The post-Soviet republics of Central Asia have emerged as a key smuggling route for hashish making its way from Afghanistan to European markets.
At the same time, these countries are also developing their own local hashish and opium production. As ever, the illegal economy is breeding destructive gunplay throughout the region. But in these authoritarian nations, proposals for legalization have been marginalized—until now.
The glimmer of hope comes from Kyrgyzstan.
Is Kyrgyzstan Thinking About Legalization?
This country is among the less stable of the Central Asian states, having witnessed a cycle of revolution and counter-revolution since independence from the USSR. Most recently, President Almazbek Atambayev’s cabinet was rearranged in late August, as his prime minister stepped down to run for president in October’s upcoming elections.
Among the beneficiaries of the shake-up is Tolkunbek Abdygulov, the former chief of the National Bank, who now rises to the post of deputy prime minister.
Earlier this year, Abdygulov made local headlines by suggesting—on national TV, no less—that legalizing cannabis would be a good way to boost Kyrgyzstan’s tourism revenues.
Speaking in May at a televised conference, Abdygulov painted Kyrgyzstan as a potential Netherlands of the Commonwealth of Independent States, the community of post-Soviet countries.
Abdygulov told a shocked audience: “How to create a tourist heaven in Kyrgyzstan? If you’re, for instance, neoliberals, then think about creation of effective trademark. I know how to bring all the tourists here—legalize marijuana. That’s it. That’ll do. The entire CIS will travel [to] Kyrgyzstan, no empty rooms in hotels will be left. That’s a trademark.”
Officials later tried to dismiss Abdygulov’s recommendation as a joke. And he may have to step down as deputy prime minister depending on the outcome of the October elections.
But having even a slightly tongue-in-cheek legalization advocate in a top cabinet post gives the idea a degree of legitimate currency unprecedented in the Central Asian region.
And Abdygulov wasn’t the first. Jenishbek Nazaraliev, a former presidential candidate who has long run a clinic for opiate addicts in the Kyrgyz capital Bishkek, is an open and serious advocate of cannabis legalization. He sees it as a way out of the country’s drug crisis.
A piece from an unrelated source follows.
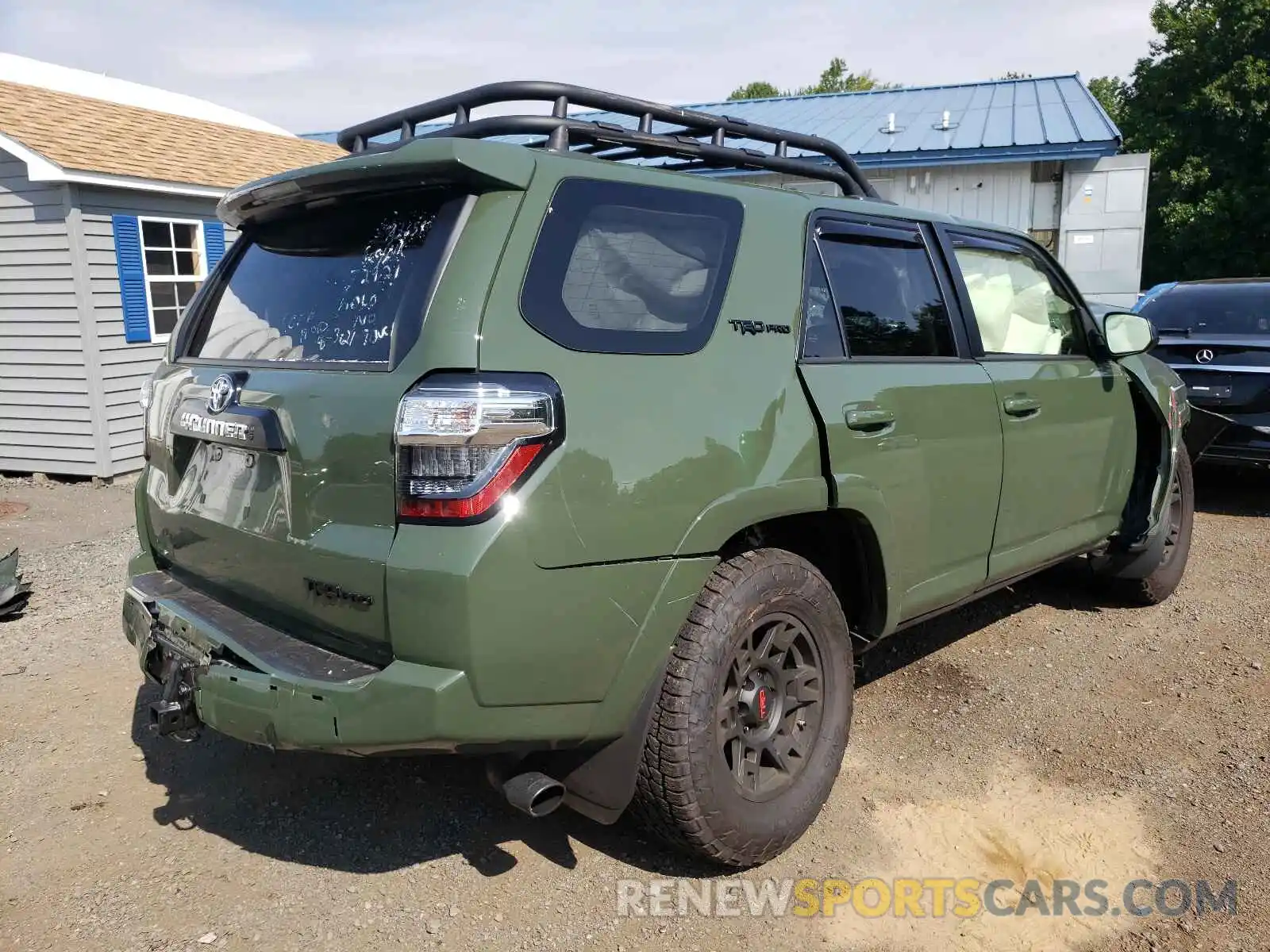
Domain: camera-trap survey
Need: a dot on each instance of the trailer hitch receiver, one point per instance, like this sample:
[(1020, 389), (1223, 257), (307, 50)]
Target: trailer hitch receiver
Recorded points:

Nazaraliev has called for a pilot program for the legal production of cannabis at a site near Lake Issyk-Kul in the northern Tian Shan mountains.
When he unveiled the proposal in 2014, he decried that the illegal drug market in Kyrgyzstan is now “fully controlled by the black economy,” and asked whether “progressive European countries” and US states like Washington and Colorado might not have a better approach.
Legalization Could Significantly Benefit to Kyrgyzstan
Kyrgyzstan could badly use both greater economic independence and greater stability. In their Great Game for control of Central Asia, Russia, the United States and China alike have treated Kyrgyzstan as a piece on the chessboard, vying for access to military bases and the loyalty of the country’s leaders.
A self-sufficient economy could better position the country to resist such pressures. And undercutting the narco networks with legalization could deprive outside powers of armed underground networks that can be exploited to create trouble.